Возможно, что Потоцкий слегка пародировал в этом отрывке писания аббата Баррюэля, видевшего во французской революции сатанинские козни иллюминатов, следствие усилий тайного, но могущественного заговора философов, издателей книг, подрывавших устои веры, традиции, нравственности. Но в еще большей степени пародируются сами просветители — их этическое учение проповедует дьявол.

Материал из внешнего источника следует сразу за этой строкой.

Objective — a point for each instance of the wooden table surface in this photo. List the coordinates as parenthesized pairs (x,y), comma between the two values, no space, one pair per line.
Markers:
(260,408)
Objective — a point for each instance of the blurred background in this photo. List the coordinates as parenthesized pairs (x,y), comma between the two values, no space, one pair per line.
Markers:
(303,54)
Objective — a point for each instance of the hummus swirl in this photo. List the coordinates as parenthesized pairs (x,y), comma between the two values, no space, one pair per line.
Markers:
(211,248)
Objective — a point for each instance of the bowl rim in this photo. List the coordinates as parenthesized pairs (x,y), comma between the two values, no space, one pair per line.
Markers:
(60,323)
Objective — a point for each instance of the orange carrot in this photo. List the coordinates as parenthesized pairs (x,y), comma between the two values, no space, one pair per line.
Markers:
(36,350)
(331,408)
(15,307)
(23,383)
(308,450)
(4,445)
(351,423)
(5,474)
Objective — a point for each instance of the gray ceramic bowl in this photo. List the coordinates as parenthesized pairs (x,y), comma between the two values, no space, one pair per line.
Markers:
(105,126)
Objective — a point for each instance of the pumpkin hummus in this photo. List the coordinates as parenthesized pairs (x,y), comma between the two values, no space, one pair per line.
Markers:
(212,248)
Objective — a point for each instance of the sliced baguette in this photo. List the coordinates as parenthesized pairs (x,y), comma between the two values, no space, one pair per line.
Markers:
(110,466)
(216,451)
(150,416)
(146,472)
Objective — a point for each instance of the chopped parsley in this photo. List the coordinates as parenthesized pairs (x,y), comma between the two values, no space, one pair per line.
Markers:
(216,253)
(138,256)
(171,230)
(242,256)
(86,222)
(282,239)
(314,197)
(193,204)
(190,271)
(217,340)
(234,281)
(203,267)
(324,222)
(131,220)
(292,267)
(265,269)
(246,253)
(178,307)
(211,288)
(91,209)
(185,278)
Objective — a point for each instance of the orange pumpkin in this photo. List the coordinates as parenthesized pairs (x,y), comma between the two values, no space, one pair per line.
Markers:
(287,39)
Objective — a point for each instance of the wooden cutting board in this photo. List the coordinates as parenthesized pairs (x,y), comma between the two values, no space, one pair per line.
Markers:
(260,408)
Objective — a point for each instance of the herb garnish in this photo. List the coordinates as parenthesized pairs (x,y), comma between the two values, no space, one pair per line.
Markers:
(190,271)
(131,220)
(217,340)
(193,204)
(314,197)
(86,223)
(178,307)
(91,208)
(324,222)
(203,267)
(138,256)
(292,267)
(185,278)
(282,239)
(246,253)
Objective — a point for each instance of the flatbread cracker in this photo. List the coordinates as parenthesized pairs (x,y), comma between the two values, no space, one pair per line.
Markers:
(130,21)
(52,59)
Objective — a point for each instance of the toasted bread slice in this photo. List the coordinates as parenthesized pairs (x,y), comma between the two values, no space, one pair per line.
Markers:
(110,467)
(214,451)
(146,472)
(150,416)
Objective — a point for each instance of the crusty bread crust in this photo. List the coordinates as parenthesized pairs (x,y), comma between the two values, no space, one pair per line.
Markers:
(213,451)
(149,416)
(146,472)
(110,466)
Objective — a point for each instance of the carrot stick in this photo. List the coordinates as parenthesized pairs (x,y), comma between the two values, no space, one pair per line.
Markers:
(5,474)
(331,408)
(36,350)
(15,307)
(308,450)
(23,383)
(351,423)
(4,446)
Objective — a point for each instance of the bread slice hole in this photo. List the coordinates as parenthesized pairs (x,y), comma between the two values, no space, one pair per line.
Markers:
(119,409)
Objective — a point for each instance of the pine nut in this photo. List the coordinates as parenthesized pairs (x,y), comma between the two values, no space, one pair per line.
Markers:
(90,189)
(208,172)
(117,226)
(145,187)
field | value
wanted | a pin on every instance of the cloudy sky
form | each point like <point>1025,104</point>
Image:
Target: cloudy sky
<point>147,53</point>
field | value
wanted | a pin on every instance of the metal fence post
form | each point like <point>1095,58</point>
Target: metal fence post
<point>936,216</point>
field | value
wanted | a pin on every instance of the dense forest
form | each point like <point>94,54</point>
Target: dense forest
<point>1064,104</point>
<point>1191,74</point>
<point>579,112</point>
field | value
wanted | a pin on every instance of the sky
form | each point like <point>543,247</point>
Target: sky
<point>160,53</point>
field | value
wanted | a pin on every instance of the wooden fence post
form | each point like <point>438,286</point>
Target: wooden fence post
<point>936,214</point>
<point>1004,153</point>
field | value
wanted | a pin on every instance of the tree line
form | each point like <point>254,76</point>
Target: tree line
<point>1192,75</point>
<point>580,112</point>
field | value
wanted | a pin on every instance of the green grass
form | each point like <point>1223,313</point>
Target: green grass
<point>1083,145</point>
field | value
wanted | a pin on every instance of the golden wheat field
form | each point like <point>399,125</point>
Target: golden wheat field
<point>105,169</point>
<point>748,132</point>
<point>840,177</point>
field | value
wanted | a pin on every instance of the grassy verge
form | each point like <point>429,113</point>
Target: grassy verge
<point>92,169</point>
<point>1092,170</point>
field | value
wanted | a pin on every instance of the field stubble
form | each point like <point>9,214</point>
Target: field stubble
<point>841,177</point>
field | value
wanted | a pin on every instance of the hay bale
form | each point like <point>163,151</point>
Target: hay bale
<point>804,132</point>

Правда, эта новелла с участием адских сил, с утверждением культа чувственных наслаждений и относительности нравственных представлений многократно дискредитируется: ее придумывают и рассказывают прежде всего, чтобы отвлечь внимание набожного мужа от любовных шашней его жены.

Историзм Потоцкого не совпадал с философским и политическим традиционализмом, представленным де Местром либо начинавшими в те годы немецкими и французскими романтиками, хотя автор «Рукописи...» проявлял, например, определенные симпатии к «рыцарскому духу Средневековья». Благородный герцог Медина Сидония в истории, рассказанной Авадоро, с презрением относится к современным нравам, к господству эгоизма, оправдывающего крайнее падение нравов. Для того чтобы сделать всех испанцев счастливыми, он мечтает прежде всего привить им любовь к добродетели, отвлечь от «непомерной жажды стяжательства» и «воскресить старинные традиции рыцарства». Общественное благо, к которому стремился Медина Сидония, оказалось несбыточной мечтой. Пороки разъедают не только общество, они гнездятся внутри самого человека. Благороднейший из людей оказывается жертвой собственных страстей — он, не задумываясь, убивает своего же спасителя, обрекает на смерть ни в чем не повинного и сам погибает от яда.